You are currently viewing (Old) Film Review: The Legend of Bagger Vance

(Old) Film Review: The Legend of Bagger Vance

I probably only watched this because it was mocked by Ben Affleck in Jay & Silent Bob Strike Back. I’m weird that way. I think it’s a case for a novel that should have stayed as a book, probably a good book at that, that didn’t translate to the big screen very well.

Ranulph Junuh (Matt Damon), is a bizarrely named southern man who was a great young golfer, was on top of the world for a short while, wooed Adele Invergordon (Charlize Theron) and then went to fight in the first World War, an event that changed him, such that he couldn’t cope with the horror he had seen and didn’t want to come back to the world he had known.

Adele, who knows nothing of what happened, has to see her father killing himself after he has built a palatial hotel and golf course, shortly before the Depression. She decides that the only way to save them is to hold an exhibition match between the two top golfers at the time but the town only agrees if the recently returned Junuh plays as well. Junuh refuses, even after being asked by Adele, who is angry with him for the way things turned out, but is persuaded by the mysterious figure of Bagger Vance (Will Smith) who turns up out of nowhere to be his caddy.

Junuh nearly runs away, but the people of Savannah cheer him when they see him and he is shamed to play in the tournament. Which he does. Badly. In the first round of four, he his way behind the lead, with Bagger chiding him gently at every turn. At the end of the day, he tells Junuh that it is time to start playing properly, albeit in his unusual manner. The next day, in a nice transformation moment, where the mentor helps the troubled student find himself, with the sound of Smith’s voice over a CGI shift where everyone else phases out of his perception to be left on his own with the game he loves and finds himself, Junuh gets his game back and he starts catching up with the leaders, much to the happiness of the Savannah people. This surge in confidence allows him to talk with Adele after all this time.

He gets level with the two champions but gets cocky in his belief, causing him to lose his game and end up in the forest. He is about to give up when Bagger tells him to let it go, referring to the war (while bizarrely hinting at the same time that Bagger might possibly be God, or Jesus). He tells him to let it all go and to play his game the way he was supposed to. Junuh is able to believe in himself again and makes the shot, leading to a climax on the final hole in the dark, with the townspeople bringing their cars to provide lighting.

Junuh notices his ball roll back; he knows in himself that he has to call it as a penalty, even though his young caddy helper begs him not to. With Junuh believing in the game and himself like this, Bagger Vance realises that his job is done, and he leaves before the end of the game with the five dollars he was promised, win or lose, at the beginning. Junuh can’t believe it but accepts it and watches Bagger leave. He putts an impossible final shot to draw with the two leaders to provide a satisfactory ending, with he and Adele finally marrying as they should be. The final shot is of the grown-up narrator on the golf course where he had his fifth heart attack and the flashback to this tale, getting up and wandering up the fairway, the shadow of Bagger waiting for him in the distance…

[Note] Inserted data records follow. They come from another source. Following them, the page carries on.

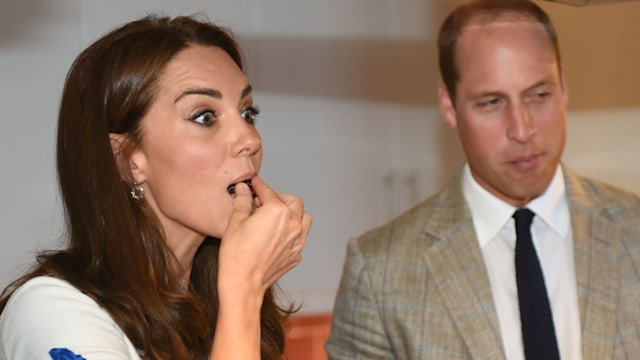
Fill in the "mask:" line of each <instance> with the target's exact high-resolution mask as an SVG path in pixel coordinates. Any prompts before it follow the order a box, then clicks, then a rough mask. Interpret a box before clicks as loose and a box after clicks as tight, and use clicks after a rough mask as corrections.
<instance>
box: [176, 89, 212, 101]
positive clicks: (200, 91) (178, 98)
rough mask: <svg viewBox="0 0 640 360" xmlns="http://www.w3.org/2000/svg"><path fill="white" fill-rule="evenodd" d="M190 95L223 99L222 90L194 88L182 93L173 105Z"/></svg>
mask: <svg viewBox="0 0 640 360" xmlns="http://www.w3.org/2000/svg"><path fill="white" fill-rule="evenodd" d="M188 95H204V96H210V97H212V98H216V99H222V93H221V92H220V90H216V89H209V88H194V89H187V90H185V91H183V92H182V93H180V95H178V97H177V98H176V99H175V100H174V101H173V103H174V104H175V103H177V102H178V101H179V100H180V99H182V98H183V97H185V96H188Z"/></svg>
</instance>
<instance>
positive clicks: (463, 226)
mask: <svg viewBox="0 0 640 360" xmlns="http://www.w3.org/2000/svg"><path fill="white" fill-rule="evenodd" d="M563 171H564V177H565V182H566V189H567V196H568V201H569V208H570V214H571V225H572V231H573V241H574V256H575V266H576V277H577V279H576V280H577V285H578V292H579V294H578V298H579V307H580V309H579V310H580V321H581V326H582V352H583V359H584V360H592V359H593V360H603V359H640V198H639V197H638V196H637V195H635V194H632V193H629V192H625V191H623V190H620V189H616V188H614V187H611V186H608V185H605V184H602V183H598V182H595V181H592V180H588V179H585V178H582V177H579V176H577V175H575V174H574V173H572V172H571V171H570V170H567V169H566V168H564V170H563ZM461 174H462V172H460V173H459V174H458V176H457V177H456V178H455V179H454V180H453V181H452V182H451V183H450V184H449V185H448V186H447V187H445V188H444V189H443V190H442V191H440V192H439V193H438V194H436V195H435V196H433V197H431V198H429V199H427V200H426V201H424V202H422V203H420V204H419V205H417V206H416V207H414V208H413V209H411V210H409V211H407V212H406V213H405V214H403V215H401V216H399V217H398V218H396V219H395V220H393V221H391V222H390V223H389V224H386V225H384V226H382V227H379V228H377V229H374V230H371V231H369V232H367V233H365V234H363V235H362V236H360V237H358V238H354V239H351V240H350V241H349V243H348V247H347V258H346V261H345V264H344V269H343V274H342V279H341V281H340V287H339V290H338V294H337V297H336V302H335V308H334V315H333V316H334V317H333V323H332V328H331V334H330V337H329V339H328V341H327V343H326V350H327V352H328V354H329V358H330V359H340V360H341V359H504V358H505V355H504V351H503V348H502V339H501V334H500V330H499V325H498V317H497V314H496V308H495V305H494V302H493V298H492V294H491V288H490V285H489V278H488V276H487V273H486V270H485V266H484V260H483V257H482V252H481V250H480V247H479V245H478V241H477V240H476V235H475V231H474V227H473V225H472V221H471V216H470V212H469V208H468V207H467V205H466V202H465V200H464V198H463V195H462V187H461Z"/></svg>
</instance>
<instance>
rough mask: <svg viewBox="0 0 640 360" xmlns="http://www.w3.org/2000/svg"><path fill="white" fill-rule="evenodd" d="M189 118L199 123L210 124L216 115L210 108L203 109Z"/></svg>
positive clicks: (212, 123) (195, 122) (209, 124)
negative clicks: (206, 108)
mask: <svg viewBox="0 0 640 360" xmlns="http://www.w3.org/2000/svg"><path fill="white" fill-rule="evenodd" d="M189 120H191V121H193V122H195V123H196V124H199V125H204V126H210V125H213V123H214V122H215V121H216V116H215V114H214V112H213V111H211V110H204V111H200V112H198V113H196V114H195V115H193V116H191V117H190V118H189Z"/></svg>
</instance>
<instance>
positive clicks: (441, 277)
mask: <svg viewBox="0 0 640 360" xmlns="http://www.w3.org/2000/svg"><path fill="white" fill-rule="evenodd" d="M460 183H461V182H460V176H458V178H457V181H453V182H452V183H451V185H449V187H448V188H446V189H445V190H444V191H443V192H441V193H440V201H439V206H440V207H442V208H443V209H444V208H446V209H447V211H441V212H439V215H440V216H437V219H434V220H430V219H426V220H425V221H426V222H431V224H428V225H427V226H426V227H425V228H426V229H429V230H427V231H428V233H429V235H430V236H432V237H433V240H434V241H433V245H432V246H430V247H429V248H428V250H427V253H426V261H427V264H428V266H429V268H430V273H431V275H432V276H433V277H434V279H435V281H436V283H437V285H438V288H439V290H440V294H441V296H442V300H443V301H444V303H445V306H446V307H447V309H448V311H449V313H450V314H451V317H452V318H453V320H454V322H455V323H456V325H457V327H458V329H459V331H460V334H461V336H462V337H463V339H464V341H465V343H466V344H467V347H468V349H469V352H470V353H471V355H472V357H473V358H474V359H476V358H477V359H479V358H482V359H504V352H503V349H502V338H501V336H500V328H499V324H498V316H497V314H496V310H495V305H494V302H493V296H492V295H491V286H490V284H489V278H488V275H487V273H486V270H485V267H484V259H483V257H482V252H481V250H480V246H479V244H478V240H477V239H476V234H475V230H474V228H473V223H472V221H471V215H470V212H469V210H468V208H467V206H466V203H465V201H464V198H463V196H462V190H461V186H460ZM447 214H450V215H447ZM449 216H450V218H447V217H449ZM436 221H437V223H436Z"/></svg>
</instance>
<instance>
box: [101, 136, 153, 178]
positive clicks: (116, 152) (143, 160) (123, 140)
mask: <svg viewBox="0 0 640 360" xmlns="http://www.w3.org/2000/svg"><path fill="white" fill-rule="evenodd" d="M109 142H110V144H111V151H113V157H114V159H115V161H116V165H117V166H118V172H120V177H121V178H122V180H123V181H124V182H126V183H127V184H133V183H134V182H135V183H138V184H142V183H144V182H145V181H146V175H145V173H144V168H145V167H144V166H143V164H144V163H145V157H144V154H143V153H142V151H140V150H138V149H135V148H134V147H133V146H132V144H131V142H130V140H129V138H128V137H127V135H123V134H116V133H110V134H109Z"/></svg>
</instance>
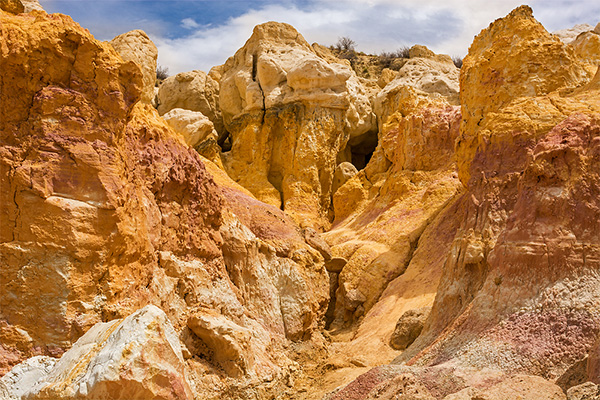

There is a nice little story in here, of the search for one’s true self, believing in yourself and finding your place in the world, but it struggles to place that in a visual storytelling medium. It is a much more internal adventure, more suited to the intimacy of a novel than the expansion of a two-hour film. The actors do a good job and Redford makes the South a beautiful place but there isn’t much to engage an audience over the running time and doesn’t compare favourably to the most recent good golf film, Tin Cup.